Errances

17 février 2021

ici et nulle part à la fois

Filed under: musardises — Étiquettes : — errant @ 19:32

Je m’approche et m’assoit à côté d’elle sur le canapé. Le tissus vert est usé et taché.
Ses mains ridées décortiquent méthodiquement une clémentine. Elle en a deux autres posées sur un torchon sur ses genoux. La peau et les filaments entassés en un petit tas bien propre. J’attrape une des clémentines et me met à l’éplucher.
Je sais qu’elle ne me parlera sûrement pas. Elle ne parle quasiment plus maintenant. Son regard est fixé sur ce qu’elle fait, ses doigts bougeant avec rapidité et aisance.
Elle ne sait plus qui je suis. Elle ne sait plus non plus qui elle est. Elle a finit d’éplucher sa clémentine, je suis à peine à la moitié de la mienne. Je suis fascinée, ce corps qui se souvient encore de tout malgré l’absence de l’esprit.

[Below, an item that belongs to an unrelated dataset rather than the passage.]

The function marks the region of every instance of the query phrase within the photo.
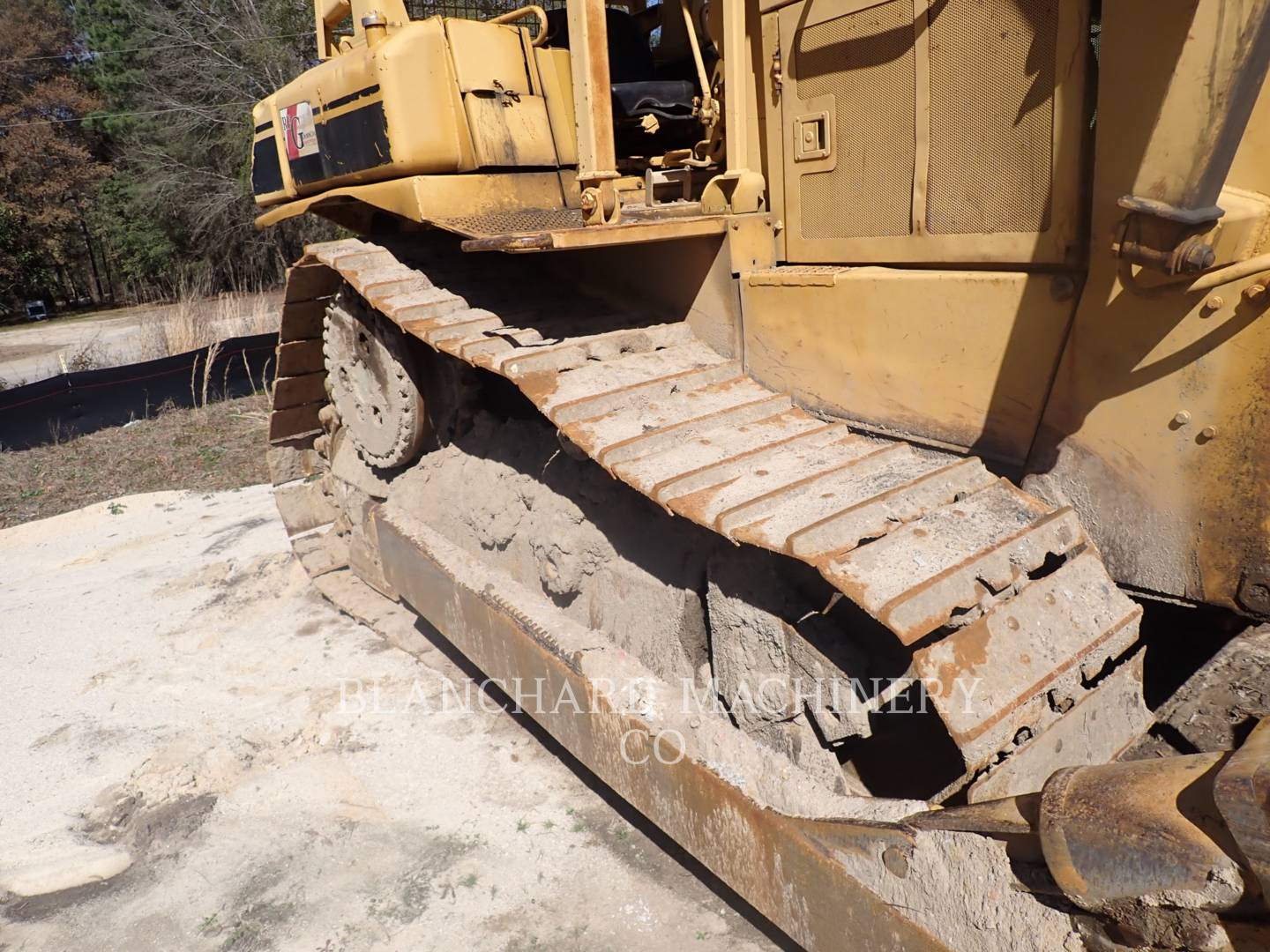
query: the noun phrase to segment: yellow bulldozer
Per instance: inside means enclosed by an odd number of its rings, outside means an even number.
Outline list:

Il fait encore chaud pour la saison. On a laissé les fenêtres ouvertes. Des pies se chamaillent dans le cerisier devant le bâtiment. Je relève les yeux pour les observer. Petits points noirs et blancs dans le feuillage.

« Elles sont toujours persuadées que leur vie est une illusion, la réalité un rêve. »

Je tourne la tête au son de sa voix. Elle observe les pies elle aussi. Ses mains se sont arrêtées. Elle prend ma main et la serre doucement entre les siennes. Elle me sourit. Le vent fait danser ses cheveux blancs autour de son visage. Je lui sourit moi aussi.
Et le temps de quelques minutes nous restons là, nos doigts entrelacés, et regardons le ballet des pies dans l’arbre. Bercées par l’odeur acidulée des agrumes.